KAUST-SFDA First Joint International Conference

Trends in Microbiome and Digital One Health

October 30 - November 1, 2023

Deconstructing and Reconstructing Microbiomes and their role in AMR Transmission


Abstract:

We live in a microbial world estimated to contain >1 million species with vast genetic diversity arising from 4 billion years of evolution. Microorganisms are adapted to most habitats as complex communities shaped by ecological interactions and yet little is known about how this unseen world is organized. Humanity’s perception of microbes is shaped by a small fraction of pathogenic species leading to an adversarial relationship defined by the pervasive use of antimicrobial agents. Efforts to eradicate microbes have met with limited success. Disinfected environments are rapidly recolonized while antibiotic treatments increasingly select for resistant pathogens.
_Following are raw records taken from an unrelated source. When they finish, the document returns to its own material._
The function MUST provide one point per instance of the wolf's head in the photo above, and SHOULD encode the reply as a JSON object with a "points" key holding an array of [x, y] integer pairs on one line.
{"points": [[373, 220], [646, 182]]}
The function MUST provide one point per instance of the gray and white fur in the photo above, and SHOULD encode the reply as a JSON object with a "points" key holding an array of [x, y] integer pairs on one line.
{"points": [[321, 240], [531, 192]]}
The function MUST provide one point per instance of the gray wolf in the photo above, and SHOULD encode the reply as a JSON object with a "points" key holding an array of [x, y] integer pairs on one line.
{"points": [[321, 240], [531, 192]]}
The global rise in antimicrobial resistance (AMR) rates for common pathogens (e.g. ESKAPE) is recognized as a pre-eminent threat to healthcare systems. As the range of effective antibiotics shrinks we approach a tipping point where no antibiotic works for a pathogen, putting at risk the lives of millions of vulnerable patients in hospitals worldwide. Already >1 million deaths/year are attributed to AMR, surpassing estimates for COVID-19, HIV/AIDS and malaria. By 2050 the UN projects that AMR will be responsible for more deaths every year than all cancers (>10 million deaths/year), with >$3 trillion in economic impact/year by 2030. Parts of Asia are particularly vulnerable as AMR hubs, fueled by several factors including higher infectious disease burden and inappropriate antibiotic usage. 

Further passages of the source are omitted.